I read the post on "How to Ask" and a few of the discussions regarding bad questions. Are there some other things I can do to improve my question writing? How can we tell if our question is of good quality but poorly formed versus a question that is not likely to be answered due to the subject matter or other factors? Are there some senior users that would be willing to give advice to new users on how to participate on Stack Overflow without being a nuisance? (I'd like to contribute, but not if I will do more harm than good!)
Would it be possible to have a separate section for "beginners", so we can make some mistakes and have guidance? It seems that Stack Overflow is undergoing a period of intense editing and clean-up, which is fantastic, but it will be difficult to improve as a new user without more feedback and constructive criticism.
I found this quote from Jeff Atwood that sums up my experience over the past three days with Stack Overflow.
Yes, by God, we will trick you into becoming a better writer if that's what it takes – and it always does. Stack Overflow has many overtly gamelike elements, but it is a game in service of the greater good – to make the internet better, and more importantly, to make you better. Seeing my fellow programmers naturally improve their written communication skills while participating in a focused, expert Q&A community with their peers? Nothing makes me prouder.

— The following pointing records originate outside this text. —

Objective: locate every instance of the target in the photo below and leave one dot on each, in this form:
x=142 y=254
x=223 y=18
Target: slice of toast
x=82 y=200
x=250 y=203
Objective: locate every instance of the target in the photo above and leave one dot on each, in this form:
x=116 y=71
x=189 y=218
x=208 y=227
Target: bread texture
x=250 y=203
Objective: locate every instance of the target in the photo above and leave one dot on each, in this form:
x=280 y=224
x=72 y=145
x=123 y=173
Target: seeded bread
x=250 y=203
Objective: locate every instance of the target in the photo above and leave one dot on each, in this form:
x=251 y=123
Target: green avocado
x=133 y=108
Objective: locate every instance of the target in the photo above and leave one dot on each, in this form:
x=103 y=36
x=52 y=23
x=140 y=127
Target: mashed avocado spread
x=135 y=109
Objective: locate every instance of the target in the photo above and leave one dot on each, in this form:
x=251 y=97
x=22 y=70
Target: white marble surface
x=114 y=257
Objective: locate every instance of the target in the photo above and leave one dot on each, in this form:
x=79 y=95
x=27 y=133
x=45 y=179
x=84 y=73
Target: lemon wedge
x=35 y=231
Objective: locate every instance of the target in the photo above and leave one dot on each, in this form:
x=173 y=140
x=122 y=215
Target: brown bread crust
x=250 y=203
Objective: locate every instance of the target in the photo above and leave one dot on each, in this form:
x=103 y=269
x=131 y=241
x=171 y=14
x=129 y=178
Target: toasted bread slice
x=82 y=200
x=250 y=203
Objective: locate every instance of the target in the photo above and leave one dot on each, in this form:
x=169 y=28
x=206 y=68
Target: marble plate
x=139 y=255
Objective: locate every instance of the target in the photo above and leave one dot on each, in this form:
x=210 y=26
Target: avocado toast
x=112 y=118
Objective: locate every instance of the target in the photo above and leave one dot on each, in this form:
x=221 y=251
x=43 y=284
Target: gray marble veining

It did feel like a game (a game I was losing), however with some hard work and effective help from everyone, I've been tricked into becoming a better writer by practice, out in the open for all to see. It's difficult having your process of improvement shown to everyone, as we'd all like to write the perfect question in one go. I'd liken it to learning a musical instrument because ultimately we all share in that experience. It's been very rewarding!